Entangled. Strangled. Tied down. Tugged. Pushed & pulled, pushed & pulled. Ripped. Cracked. When do I get a voice? And yes, it's nice to be "wanted", to be busy, to have options. But it's also brought me to the point of exhaustion, almost defeat. I am no superwoman. Someone pointed out perfection in my character this week. Me?! Look at me!
Today was a constant buzz, a blurr that I don't care to remember. I wished for the comfort of my home, a nap, soft piano music, coffee, a good book, and hot tubbing rather than the common familiarity of socializing.
When am I ever going to grow up? My sister is gone this weekend and I have the house all to myself. I am an adult. I am alone. Sometimes I have to remind myself, that I am "one of those" people now--"big cool kids" who look like they have it all figured out. I think it's time I have a say in what I want, right? I finally get to choose my frienships, where I go, the food I eat, and my bedtime. So what about this life discourages me to choose what I WANT.
I have a hard time saying "no" and when I get boggled down with 5 different requests in one night to come over for dinner, I get an overwhelming vibe. I WANT to do all of it, or really I WANT to do NONE of it, but I shoot for them all anyways. This week I actually had dinner twice in a row, one after the other, just so I could visit with friends. What do I WANT?
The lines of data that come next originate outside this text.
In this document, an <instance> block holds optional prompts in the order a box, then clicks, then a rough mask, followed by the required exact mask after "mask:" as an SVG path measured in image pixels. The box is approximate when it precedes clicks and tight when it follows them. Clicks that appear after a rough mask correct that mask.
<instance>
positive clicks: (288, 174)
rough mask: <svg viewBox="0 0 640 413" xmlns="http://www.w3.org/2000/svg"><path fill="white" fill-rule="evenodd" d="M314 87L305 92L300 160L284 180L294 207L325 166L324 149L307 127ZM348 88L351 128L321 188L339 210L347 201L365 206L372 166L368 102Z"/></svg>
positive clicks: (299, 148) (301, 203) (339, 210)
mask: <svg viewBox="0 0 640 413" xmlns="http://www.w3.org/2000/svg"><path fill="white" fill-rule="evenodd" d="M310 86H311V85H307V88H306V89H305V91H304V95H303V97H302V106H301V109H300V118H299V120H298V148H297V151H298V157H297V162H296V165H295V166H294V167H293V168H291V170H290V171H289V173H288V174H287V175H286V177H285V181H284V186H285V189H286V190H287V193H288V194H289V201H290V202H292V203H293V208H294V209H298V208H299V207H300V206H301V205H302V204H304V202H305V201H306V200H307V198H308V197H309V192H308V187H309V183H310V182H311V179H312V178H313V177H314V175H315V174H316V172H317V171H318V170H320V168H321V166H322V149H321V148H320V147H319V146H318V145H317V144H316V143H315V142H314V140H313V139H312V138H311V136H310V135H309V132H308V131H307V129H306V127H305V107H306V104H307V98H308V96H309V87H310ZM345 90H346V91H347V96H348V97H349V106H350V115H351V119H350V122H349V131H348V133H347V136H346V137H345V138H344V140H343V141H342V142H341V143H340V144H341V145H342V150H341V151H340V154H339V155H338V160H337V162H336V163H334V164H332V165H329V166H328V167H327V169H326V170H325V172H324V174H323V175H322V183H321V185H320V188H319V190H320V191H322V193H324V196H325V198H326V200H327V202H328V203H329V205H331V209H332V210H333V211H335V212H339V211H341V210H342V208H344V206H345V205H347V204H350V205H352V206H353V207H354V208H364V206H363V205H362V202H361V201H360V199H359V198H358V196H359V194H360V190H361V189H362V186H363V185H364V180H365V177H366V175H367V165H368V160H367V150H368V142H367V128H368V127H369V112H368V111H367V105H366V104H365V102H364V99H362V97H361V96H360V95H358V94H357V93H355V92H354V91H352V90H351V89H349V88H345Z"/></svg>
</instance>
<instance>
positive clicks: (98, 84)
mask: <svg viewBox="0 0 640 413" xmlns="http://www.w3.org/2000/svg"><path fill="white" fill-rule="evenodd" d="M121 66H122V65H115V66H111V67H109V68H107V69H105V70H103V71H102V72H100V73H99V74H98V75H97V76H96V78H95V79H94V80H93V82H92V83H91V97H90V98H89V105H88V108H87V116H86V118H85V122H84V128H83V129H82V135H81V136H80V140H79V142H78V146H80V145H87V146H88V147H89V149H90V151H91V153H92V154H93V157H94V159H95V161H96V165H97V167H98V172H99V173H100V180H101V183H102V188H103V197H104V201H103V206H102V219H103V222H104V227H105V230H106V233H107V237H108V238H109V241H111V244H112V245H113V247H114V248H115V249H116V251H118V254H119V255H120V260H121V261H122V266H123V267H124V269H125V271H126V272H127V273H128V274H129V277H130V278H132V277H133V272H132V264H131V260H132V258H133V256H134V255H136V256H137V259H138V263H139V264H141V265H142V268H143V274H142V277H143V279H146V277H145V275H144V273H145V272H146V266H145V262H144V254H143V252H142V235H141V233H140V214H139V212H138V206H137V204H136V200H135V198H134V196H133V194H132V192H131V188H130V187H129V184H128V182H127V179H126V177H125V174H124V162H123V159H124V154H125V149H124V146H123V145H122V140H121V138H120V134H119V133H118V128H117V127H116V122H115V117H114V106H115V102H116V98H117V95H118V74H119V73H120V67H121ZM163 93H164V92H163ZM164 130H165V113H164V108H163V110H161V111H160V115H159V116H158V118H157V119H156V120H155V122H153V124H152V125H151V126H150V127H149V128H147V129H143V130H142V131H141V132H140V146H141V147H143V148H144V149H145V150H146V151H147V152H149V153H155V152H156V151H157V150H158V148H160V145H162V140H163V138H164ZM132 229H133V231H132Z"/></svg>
I DON'T want to dissapoint. I DON'T want to be alone, I want to be in on the action. That wasn't the case tonight, but I still didn't have a say in what I do, where I go, who I go with. It just happens. I'm setting myself up for disaster in the long run. The longer I go without a break, the harder I'm going to hit rock bottom.
Rock bottom sounds pretty rough, like you have to be pretty tough to hit it without scratches. So I keep reminding myself that I am an adult. I have a say in what I do, and where I go, and who I go with. It is my choice. Risk the dissapointment. Say "no". Stay strong. It's the only way to stay on top of the rock--bold existance.